Guillermo Tomasevich

Personal information
- Full name: Guillermo Tomasevich Castañeda
- Date of birth: March 20, 1987 (age 38)
- Place of birth: Lima, Peru
- Height: 1.80 m (5 ft 11 in)
- Position(s): Forward, left midfielder

Youth career
- –2007: Deportivo Municipal

Senior career*
- Years: Team / Apps / (Gls)
- 2008: Deportivo Municipal
- 2009: Cienciano / 9 / (2)
- 2010: Inti Gas / 8 / (3)
- 2010: Cienciano / 14 / (2)
- 2011–2013: Universitario / 20 / (2)
- 2013: Juan Aurich / 2 / (0)
- 2014: León de Huánuco / 27 / (8)
- 2015–2016: Ayacucho / 24 / (4)
- 2016: Deportivo Coopsol / 12 / (4)
- 2017-2019: Sport Boys / 29 / (11)

= Guillermo Tomasevich =

Peruvian footballer (born 1987)

Guillermo Tomasevich Castañeda (born March 20, 1987) is a Peruvian footballer who plays as a forward.

==Career==
Tomasevich developed as a footballer in the youth academy of Deportivo Municipal. He was promoted to first team in January 2008 and played in the 2008 Peruvian Second Division season.

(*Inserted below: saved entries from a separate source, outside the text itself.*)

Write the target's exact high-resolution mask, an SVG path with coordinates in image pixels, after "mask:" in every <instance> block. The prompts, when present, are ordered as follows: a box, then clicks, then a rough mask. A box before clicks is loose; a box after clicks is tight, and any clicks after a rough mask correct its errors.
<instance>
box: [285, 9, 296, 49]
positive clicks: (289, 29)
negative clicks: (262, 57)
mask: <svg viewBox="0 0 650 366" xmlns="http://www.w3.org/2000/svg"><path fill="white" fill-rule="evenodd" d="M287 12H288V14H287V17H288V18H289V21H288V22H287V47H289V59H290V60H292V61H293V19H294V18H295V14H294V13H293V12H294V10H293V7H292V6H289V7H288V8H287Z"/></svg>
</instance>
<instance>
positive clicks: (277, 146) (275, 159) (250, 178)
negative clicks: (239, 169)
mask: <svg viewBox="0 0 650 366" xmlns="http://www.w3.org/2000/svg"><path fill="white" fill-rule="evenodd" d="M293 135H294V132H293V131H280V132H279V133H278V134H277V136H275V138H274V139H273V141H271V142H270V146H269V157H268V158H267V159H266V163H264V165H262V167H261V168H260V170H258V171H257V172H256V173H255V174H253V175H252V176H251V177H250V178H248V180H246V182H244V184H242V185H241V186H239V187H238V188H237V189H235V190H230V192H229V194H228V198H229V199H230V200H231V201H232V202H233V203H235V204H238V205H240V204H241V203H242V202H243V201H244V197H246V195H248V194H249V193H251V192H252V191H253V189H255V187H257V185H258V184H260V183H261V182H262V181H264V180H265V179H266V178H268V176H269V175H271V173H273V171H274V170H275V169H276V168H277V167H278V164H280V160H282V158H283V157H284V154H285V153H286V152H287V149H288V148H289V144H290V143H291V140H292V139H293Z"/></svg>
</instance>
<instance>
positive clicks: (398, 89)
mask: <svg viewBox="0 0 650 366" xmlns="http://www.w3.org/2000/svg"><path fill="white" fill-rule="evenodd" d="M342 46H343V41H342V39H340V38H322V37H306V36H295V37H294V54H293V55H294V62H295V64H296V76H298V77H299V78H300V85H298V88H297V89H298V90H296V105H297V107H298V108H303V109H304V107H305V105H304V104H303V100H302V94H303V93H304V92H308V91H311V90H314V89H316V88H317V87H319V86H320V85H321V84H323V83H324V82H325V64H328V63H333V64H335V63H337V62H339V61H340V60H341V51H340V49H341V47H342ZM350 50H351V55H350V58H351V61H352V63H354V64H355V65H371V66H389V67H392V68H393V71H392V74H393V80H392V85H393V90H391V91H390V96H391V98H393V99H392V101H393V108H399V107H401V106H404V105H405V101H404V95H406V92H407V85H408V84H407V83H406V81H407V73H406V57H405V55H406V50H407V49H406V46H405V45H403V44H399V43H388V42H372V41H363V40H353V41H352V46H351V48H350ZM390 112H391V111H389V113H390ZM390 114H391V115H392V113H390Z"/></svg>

In January 2009 Tomasevich joined Cusco giants Cienciano for the start of the 2009 season He made his Peruvian First Division debut that season on 11 April 2009 away to Alianza Lima. Already down two goals, manager Julio Cesar Uribe allowed Tomasevich to enter the match in the 75th minute, but eventually it finished in a 2–0 win for Alianza Lima. In his seventh league match, Tomasevich scored his first goal in the Descentralizado on 9 August 2009 away to Alianza Atletico. Playing in the Campeones del 36 stadium, he entered the match for Jaime Linares in the 86th minute and managed to score his debut goal in the 93rd minute of the match to salvage a 1–1 draw.

On January 5, 2011 Tomasevich joined Universitario de Deportes for the start of the 2011 season and signed a contract for two seasons.

On September 25, 2012 Tomasevich scored his first official goal with Universitario de Deportes against Universidad San Martín de Porres from a header.